Defendant awarded lifetime benefits after father's drug-related death - Missouri

Based on a former Missouri law that allowed a dependent to continue to receive life-time benefits when a worker who was totally disabled died from unrelated causes, the son of a worker who sustained catastrophic injuries when he was 22 years old after he fell from a roof in 1999, will receive lifetime benefits. His father died from acute intoxication with difluorethane and cocaine. That rule no longer applies for new injuries after June 26, 2008.

Schoemehl v Treasurer of the State of Missouri, 217 S.W.3d 900 (Lexis Advance), 217 S.W.3d 900 (lexis.com)



Incarceration does not bar disability benefits - Nebraska

In a case of first impression, the Supreme Court of Nebraska held that absent a specific statute requiring a contrary ruling, where an injured worker has proved a loss of earning capacity, his or her incarceration after sustaining a compensable injury is not an event that bars receipt of disability benefits.

Damme v. Pike Enters., Inc., 289 Neb. 620, 2014 Neb.
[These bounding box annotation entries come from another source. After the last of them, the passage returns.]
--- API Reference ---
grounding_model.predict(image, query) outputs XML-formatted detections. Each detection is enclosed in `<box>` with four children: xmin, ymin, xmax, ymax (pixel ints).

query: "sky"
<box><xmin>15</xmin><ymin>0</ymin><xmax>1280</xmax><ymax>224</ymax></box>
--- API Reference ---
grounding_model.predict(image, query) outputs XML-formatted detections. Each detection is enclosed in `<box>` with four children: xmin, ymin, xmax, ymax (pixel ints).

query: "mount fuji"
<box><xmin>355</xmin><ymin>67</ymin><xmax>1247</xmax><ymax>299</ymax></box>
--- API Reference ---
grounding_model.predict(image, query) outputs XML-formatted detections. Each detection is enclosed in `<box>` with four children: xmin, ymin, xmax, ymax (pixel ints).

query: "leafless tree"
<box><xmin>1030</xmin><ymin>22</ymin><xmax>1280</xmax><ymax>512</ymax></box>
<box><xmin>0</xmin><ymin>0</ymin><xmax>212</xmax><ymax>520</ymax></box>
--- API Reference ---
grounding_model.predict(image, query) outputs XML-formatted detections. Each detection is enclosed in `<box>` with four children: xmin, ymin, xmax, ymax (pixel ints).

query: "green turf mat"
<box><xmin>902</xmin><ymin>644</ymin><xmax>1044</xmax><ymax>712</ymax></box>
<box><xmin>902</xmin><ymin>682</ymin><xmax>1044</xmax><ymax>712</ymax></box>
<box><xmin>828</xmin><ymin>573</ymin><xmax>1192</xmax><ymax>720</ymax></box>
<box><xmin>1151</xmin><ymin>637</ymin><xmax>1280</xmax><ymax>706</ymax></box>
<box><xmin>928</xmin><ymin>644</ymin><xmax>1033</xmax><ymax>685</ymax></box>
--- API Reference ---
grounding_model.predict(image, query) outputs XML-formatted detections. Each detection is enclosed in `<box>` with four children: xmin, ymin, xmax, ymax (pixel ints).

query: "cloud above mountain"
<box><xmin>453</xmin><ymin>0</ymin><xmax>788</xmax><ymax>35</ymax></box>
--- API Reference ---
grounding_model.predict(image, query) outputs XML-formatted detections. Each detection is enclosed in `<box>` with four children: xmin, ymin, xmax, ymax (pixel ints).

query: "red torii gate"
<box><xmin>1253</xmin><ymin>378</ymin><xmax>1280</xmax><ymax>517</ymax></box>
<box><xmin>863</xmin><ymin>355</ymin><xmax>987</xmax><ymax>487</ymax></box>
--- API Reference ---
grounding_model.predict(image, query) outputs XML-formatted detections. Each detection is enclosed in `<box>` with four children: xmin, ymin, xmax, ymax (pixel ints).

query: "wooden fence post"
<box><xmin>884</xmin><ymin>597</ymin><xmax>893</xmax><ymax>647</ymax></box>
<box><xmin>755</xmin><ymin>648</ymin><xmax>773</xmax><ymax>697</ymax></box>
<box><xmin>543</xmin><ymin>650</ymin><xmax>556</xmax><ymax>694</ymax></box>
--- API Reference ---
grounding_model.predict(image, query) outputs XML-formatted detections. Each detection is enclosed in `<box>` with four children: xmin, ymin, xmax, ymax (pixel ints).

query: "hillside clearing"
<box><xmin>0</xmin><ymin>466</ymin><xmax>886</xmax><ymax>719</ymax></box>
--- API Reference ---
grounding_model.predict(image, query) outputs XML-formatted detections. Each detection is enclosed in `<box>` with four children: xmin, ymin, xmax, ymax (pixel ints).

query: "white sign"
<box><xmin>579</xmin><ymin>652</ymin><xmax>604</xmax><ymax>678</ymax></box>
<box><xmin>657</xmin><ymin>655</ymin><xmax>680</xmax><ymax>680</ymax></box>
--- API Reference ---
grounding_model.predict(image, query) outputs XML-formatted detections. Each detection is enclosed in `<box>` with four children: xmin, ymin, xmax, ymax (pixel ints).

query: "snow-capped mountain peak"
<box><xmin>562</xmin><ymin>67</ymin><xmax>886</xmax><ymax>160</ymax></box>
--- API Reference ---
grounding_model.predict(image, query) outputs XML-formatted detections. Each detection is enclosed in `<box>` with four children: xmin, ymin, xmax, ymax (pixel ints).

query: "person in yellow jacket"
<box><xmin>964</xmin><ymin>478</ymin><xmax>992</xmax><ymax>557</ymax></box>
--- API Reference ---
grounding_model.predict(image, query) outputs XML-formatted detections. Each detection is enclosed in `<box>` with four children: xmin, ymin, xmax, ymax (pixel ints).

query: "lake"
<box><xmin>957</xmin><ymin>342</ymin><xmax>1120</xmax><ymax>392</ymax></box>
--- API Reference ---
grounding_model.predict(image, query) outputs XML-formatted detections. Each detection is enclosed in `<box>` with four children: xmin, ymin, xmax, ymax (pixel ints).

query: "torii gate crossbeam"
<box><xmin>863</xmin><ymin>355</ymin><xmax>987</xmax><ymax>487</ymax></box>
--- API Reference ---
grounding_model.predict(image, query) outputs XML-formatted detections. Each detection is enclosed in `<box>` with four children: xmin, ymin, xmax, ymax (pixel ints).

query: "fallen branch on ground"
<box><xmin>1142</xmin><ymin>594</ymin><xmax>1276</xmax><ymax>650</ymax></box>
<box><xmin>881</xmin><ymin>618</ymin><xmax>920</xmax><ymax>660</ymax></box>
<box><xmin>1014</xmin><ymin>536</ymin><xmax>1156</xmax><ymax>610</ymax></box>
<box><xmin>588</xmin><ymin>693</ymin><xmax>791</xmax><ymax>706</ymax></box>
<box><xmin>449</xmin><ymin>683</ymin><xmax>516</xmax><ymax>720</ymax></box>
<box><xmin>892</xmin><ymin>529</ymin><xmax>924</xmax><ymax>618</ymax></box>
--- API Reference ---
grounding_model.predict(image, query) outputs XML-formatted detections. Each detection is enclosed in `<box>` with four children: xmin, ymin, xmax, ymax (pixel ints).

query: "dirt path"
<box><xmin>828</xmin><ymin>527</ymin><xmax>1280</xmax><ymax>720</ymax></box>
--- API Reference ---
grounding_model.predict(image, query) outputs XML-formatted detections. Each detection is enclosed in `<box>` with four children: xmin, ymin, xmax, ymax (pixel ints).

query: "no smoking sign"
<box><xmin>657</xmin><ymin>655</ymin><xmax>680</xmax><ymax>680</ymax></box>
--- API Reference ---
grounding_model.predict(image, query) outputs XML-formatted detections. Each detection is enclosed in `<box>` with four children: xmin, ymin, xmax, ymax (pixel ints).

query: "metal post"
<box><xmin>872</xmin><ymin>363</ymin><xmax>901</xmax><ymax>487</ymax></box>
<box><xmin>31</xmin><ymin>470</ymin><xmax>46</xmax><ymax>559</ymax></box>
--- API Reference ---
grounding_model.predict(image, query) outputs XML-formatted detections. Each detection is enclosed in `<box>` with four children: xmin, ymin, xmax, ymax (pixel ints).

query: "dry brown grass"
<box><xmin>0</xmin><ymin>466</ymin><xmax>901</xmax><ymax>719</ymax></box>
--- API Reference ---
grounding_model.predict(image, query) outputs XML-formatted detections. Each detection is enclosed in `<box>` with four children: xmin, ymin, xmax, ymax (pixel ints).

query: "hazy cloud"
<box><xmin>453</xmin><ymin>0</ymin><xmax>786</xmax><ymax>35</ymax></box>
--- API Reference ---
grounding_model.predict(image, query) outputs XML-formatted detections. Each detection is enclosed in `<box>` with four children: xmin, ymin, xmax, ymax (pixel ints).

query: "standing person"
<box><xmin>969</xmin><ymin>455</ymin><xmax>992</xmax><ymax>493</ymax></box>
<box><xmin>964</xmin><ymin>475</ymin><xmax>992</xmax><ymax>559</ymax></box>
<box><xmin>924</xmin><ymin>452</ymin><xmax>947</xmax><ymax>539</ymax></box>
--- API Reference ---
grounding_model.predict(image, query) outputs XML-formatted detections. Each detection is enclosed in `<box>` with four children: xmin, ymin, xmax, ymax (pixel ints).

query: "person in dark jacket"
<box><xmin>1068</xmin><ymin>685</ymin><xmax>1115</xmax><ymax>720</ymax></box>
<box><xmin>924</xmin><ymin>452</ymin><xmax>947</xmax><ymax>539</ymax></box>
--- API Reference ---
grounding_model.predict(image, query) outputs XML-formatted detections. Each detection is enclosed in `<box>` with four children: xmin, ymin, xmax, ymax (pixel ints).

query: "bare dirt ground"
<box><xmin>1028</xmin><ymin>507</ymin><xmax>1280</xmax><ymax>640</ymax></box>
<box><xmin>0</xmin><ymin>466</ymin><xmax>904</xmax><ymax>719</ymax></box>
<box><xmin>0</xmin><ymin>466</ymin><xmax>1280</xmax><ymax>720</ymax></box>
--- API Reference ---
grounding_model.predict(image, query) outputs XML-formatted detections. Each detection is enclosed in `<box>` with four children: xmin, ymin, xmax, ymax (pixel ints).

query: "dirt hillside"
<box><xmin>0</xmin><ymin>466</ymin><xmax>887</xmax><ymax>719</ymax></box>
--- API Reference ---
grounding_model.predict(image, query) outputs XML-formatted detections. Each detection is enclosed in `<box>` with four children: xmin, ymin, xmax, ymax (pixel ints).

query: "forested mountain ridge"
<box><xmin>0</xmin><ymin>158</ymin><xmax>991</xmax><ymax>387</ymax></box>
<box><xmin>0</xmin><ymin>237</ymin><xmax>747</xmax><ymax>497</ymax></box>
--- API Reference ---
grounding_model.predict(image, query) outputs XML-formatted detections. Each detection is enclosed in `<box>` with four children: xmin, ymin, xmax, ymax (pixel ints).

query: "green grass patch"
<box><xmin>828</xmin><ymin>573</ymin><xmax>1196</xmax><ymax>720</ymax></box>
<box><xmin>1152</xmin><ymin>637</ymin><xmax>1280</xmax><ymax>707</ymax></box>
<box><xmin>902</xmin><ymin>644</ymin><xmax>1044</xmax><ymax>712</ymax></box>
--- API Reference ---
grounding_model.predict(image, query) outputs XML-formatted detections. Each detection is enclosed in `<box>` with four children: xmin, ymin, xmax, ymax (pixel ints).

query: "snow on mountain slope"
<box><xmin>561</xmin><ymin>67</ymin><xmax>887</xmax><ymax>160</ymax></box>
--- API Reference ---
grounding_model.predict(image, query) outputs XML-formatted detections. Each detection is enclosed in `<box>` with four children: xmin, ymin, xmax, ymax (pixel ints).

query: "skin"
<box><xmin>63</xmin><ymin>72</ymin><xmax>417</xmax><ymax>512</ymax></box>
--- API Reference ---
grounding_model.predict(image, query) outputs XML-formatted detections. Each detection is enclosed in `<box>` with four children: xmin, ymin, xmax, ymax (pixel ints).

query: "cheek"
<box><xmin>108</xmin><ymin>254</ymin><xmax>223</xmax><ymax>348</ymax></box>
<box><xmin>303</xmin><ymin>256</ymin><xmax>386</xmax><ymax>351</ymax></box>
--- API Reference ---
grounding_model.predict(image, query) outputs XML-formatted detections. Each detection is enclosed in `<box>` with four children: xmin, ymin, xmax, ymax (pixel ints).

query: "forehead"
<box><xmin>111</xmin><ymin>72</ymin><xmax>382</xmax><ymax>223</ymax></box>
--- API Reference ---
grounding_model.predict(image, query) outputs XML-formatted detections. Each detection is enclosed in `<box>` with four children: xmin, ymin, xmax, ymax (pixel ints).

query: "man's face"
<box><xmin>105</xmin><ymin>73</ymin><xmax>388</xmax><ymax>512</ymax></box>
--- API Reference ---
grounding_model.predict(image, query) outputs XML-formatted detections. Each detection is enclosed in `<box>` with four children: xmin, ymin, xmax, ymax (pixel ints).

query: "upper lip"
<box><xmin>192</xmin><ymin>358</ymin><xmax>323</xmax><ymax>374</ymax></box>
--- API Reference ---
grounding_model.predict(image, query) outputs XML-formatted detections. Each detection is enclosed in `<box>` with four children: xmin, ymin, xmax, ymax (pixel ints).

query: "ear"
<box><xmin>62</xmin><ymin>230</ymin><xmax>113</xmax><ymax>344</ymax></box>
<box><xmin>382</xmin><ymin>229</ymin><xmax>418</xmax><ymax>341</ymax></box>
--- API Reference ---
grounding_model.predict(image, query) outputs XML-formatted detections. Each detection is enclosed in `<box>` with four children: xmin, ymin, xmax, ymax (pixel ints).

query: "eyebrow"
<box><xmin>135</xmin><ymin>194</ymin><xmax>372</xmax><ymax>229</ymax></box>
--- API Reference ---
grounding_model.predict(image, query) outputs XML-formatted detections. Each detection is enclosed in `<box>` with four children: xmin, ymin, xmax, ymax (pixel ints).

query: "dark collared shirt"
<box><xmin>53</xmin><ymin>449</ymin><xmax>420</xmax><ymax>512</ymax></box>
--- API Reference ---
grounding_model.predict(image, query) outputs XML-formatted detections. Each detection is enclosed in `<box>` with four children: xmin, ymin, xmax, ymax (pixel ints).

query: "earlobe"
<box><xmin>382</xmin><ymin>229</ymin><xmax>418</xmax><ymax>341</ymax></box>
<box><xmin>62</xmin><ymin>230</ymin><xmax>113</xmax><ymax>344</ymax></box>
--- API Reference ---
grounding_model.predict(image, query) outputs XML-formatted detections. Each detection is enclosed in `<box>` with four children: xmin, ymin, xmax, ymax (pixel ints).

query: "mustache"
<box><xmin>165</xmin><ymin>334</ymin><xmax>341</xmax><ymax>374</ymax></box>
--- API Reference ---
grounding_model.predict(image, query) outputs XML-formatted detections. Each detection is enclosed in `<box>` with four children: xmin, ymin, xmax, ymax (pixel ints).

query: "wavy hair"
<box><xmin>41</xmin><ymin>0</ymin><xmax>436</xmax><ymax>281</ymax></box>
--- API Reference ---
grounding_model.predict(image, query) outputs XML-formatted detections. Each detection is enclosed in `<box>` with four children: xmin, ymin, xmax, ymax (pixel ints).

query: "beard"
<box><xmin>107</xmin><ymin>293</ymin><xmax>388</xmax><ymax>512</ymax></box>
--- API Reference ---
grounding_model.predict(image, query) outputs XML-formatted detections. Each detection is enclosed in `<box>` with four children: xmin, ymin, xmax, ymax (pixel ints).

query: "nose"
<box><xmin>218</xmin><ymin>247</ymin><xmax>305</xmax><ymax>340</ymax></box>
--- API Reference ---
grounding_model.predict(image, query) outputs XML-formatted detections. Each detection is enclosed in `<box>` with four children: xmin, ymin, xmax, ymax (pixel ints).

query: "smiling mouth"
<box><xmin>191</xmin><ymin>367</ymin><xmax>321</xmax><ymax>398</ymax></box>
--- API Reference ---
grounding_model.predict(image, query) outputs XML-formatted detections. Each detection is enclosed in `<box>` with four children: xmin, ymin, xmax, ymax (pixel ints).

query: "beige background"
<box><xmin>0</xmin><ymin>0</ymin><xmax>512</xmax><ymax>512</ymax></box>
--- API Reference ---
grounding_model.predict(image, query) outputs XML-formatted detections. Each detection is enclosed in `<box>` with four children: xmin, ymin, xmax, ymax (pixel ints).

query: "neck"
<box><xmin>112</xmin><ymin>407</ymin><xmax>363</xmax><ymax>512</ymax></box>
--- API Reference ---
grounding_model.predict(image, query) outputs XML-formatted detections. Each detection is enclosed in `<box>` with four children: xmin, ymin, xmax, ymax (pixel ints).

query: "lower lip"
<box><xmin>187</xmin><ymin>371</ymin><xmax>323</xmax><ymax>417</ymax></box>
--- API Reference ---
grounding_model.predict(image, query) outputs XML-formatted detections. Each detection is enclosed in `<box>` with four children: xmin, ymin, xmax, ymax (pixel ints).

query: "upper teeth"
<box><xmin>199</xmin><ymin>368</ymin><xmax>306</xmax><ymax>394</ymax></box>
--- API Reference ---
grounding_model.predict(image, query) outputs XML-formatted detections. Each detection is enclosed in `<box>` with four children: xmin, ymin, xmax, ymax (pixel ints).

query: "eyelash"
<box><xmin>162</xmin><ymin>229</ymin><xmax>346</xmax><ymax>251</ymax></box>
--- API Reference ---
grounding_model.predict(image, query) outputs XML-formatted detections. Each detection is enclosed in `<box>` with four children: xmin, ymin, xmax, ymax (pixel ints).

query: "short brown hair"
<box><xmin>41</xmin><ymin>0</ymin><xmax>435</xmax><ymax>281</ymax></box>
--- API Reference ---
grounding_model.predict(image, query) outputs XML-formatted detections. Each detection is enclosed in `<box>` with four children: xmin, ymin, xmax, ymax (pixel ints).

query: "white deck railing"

LEXIS 188



Taxi driver denied benefits as independent contractor - North Carolina

A taxi driver was shot in the face by a passenger but could not collect workers' compensation because an appeals court agreed with the state's Industrial Commission that the driver was an independent contractor. The driver had signed an "associate agreement" with the taxi company that contained explicit language indicating the driver was not an employee, but an independent contractor. The driver kept all the fares and tips he earned; he was not paid any wages at all by the taxi company; he determined his own schedule; he owned his own cab; and he paid a flat monthly franchise fee to the taxi company.

Ademovic v. Taxi, USA, 2014 N.C. App. LEXIS 1241



Employee fails to show psychic injury resulted from "abnormal circumstances" - Pennsylvania

A divided state appellate court reversed a decision of the Workers' Compensation Appeal Board that had awarded workers' compensation benefits to the only African-American female in a workforce of approximately 200 employees, finding she had not established her psychic injury was the result of abnormal working conditions. The employee alleged that racial and gender harassment had led to depression. While she did not take medical depositions, she submitted records from her treating doctors; however, the Commonwealth Court found that without reference to the specific events, the medical records did not provide sufficient support for the Findings of Fact.

Frog, Switch & Manufacturing Company v. Workers' Compensation Appeal Board (Johnson)



Realtor rehabbing home can be employer - Pennsylvania

In a recent decision from the Commonwealth Court of Pennsylvania, Mark Zwick v. Workers' Compensation Appeal Board (Popchocoj), the injured worker was a general laborer, who suffered amputations of his right pinky finger and right thumb, and a laceration of his right hand, when an electric saw kicked back suddenly at a house renovation site. He worked for an individual, Adarlan Rodrigues, who did not carry workers' compensation insurance, so a claim petition was filed with the Uninsured Employers' Guaranty Fund (UEGF).

Mr. Rodrigues was self-employed and working for a licensed real estate broker and investor, Mr. Zwick, on a rehabilitation project. While the Workers' Compensation Judge (WCJ) granted the Claim Petition, finding that Mr. Rodrigues was the employer, and that the UEGF was secondarily liable, on appeal the Workers' Compensation Appeal Board (WCAB) affirmed the award of benefits but reversed the finding that Mr. Zwick was not a statutory employer since the rehabilitation of properties was a regular part of his business. This case serves as a reminder of the importance of obtaining Certificates of Insurance and a lesson for business owners, that they may be operating a business other than their primary intended one.